Detail Focused: ElasticSearch practice

Installation:

install ElasticSearch
    curl -XGET http://localhost:9200/
install Kibana
change config/kibana.yml, uncomment elasticsearch.url: "http://localhost:9200"
    http://localhost:5601
install sense plugin
    kibana plugin --install elastic/sense
run kibana
     http://localhost:5601/app/sense

ElasticSearch concepts

index - a collection of documents (think it as database)
type - represents a class/category of similar documents, e.g. "user" (think it as table)
mapping - similar to database schema for a table in RDBMS
includes the data type for each field, e.g. string, integer
Also includes information on how fields should be indexed and stored by Lucene
Document - a basic unit of information that can be indexed, consists of fields(think it as columns) which are key/value pairs. (think it as row in tables)
SHARDS
a index can be divided into multiple SHARDS, if one machine cannot store all data from the node
stored on any node in cluster
REPLICAS
a copy of a SHARDS, never resides on the same node of original SHARDS
Elastic search
To rank documents for a query, a score is calculated for each document that matches a query. The higher the score, the more relevant the document is to the search query.
Queries in query context affect the scores of matching documents.

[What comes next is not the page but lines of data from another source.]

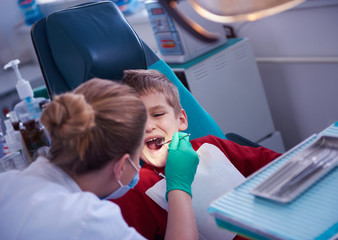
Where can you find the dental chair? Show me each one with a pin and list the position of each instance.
(95, 40)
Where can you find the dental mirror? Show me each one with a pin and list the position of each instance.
(161, 141)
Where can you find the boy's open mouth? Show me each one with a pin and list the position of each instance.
(154, 143)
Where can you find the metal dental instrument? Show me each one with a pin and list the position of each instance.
(160, 141)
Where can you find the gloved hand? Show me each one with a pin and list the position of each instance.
(181, 164)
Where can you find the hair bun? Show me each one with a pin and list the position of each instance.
(68, 116)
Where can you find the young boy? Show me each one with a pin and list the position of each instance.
(223, 164)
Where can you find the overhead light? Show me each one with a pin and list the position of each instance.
(225, 11)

The queries in query context answer the question: "How well does the document match?"

Queries in filter context do not affect the scores of matching documents.

The queries in filter context answer the question: "Does the document match"

Query String

Query DSL - for complex and advanced queries
https://www.youtube.com/watch?v=ybu8XwbwXCQ

Leaf queries
Look for particular values in particular fields.
Compound queries
wrap leaf clauses or even other compound query clauses
Full Text queries
running full text queries on full text fields.
Term level queries
Used for exact matching of values, usually for structured data like number or dates, e.g. finding person born between year 1980 and 2000
Joining queries
performing joins in distributed system is expensive
Elastic provides Nested Query
has_child query returns parent documents whose child documents match the query
has_parent query returns child documents whose parent document matches the query

Geo Queries
command type in sense
GET /ecommerce/product/_search?q=name:(pasta AND spaghetti)
index type api query string
GET /ecommerce/product/_search?q=(name:(pasta AND spaghetti) AND status:active)
GET /ecommerce/product/_search?q=name:+pasta -spaghetti //does not include spaghetti
GET /ecommerce/product/_search?q=name:pasta spaghetti //without "", it equals to pasta OR spaghetti
GET /ecommerce/product/_search?q=name:"pasta spaghetti" // equals to pasta AND spaghetti, but the order does matter. The found value is pasta - spaghetti, it is not 100% match. It is analysed.

Types of aggregations
Metric
Bucket
Pipeline

useful query
list all index
http://localhost:9200/_cat/indices?v

one example to query
http://localhost:9200/logstash-2016.11.21/_search?pretty&q=response=200

query on subfields
http://localhost:9200/mytest/_search?pretty&q=metadata._offset:3068837

_source_exclude/_source_include

http://localhost:9200/simpsons/episode/1/_source?_source_exclude=video_url

http://localhost:9200/simpsons/episode/1/_source?_source_include=title

reindex data

Reindex data copies documents from one index to another. I already have one index with documents. I found I wanted to change the analyzer on one field. I created the new index as the index can not be modified. Reindex from the old index to the new index, then the new index has all the documents in the old index.
https://www.elastic.co/guide/en/elasticsearch/reference/current/docs-reindex.html

You can limit the documents by adding type or adding a query.

delete documents by query

https://www.elastic.co/guide/en/elasticsearch/reference/5.3/docs-delete-by-query.html

increase index queue size

When doing bulk index, I got the error
rejected execution (queue capacity 200)
To increase the index queue, one way is to put this setting in elasticsearch.yml and restart the server.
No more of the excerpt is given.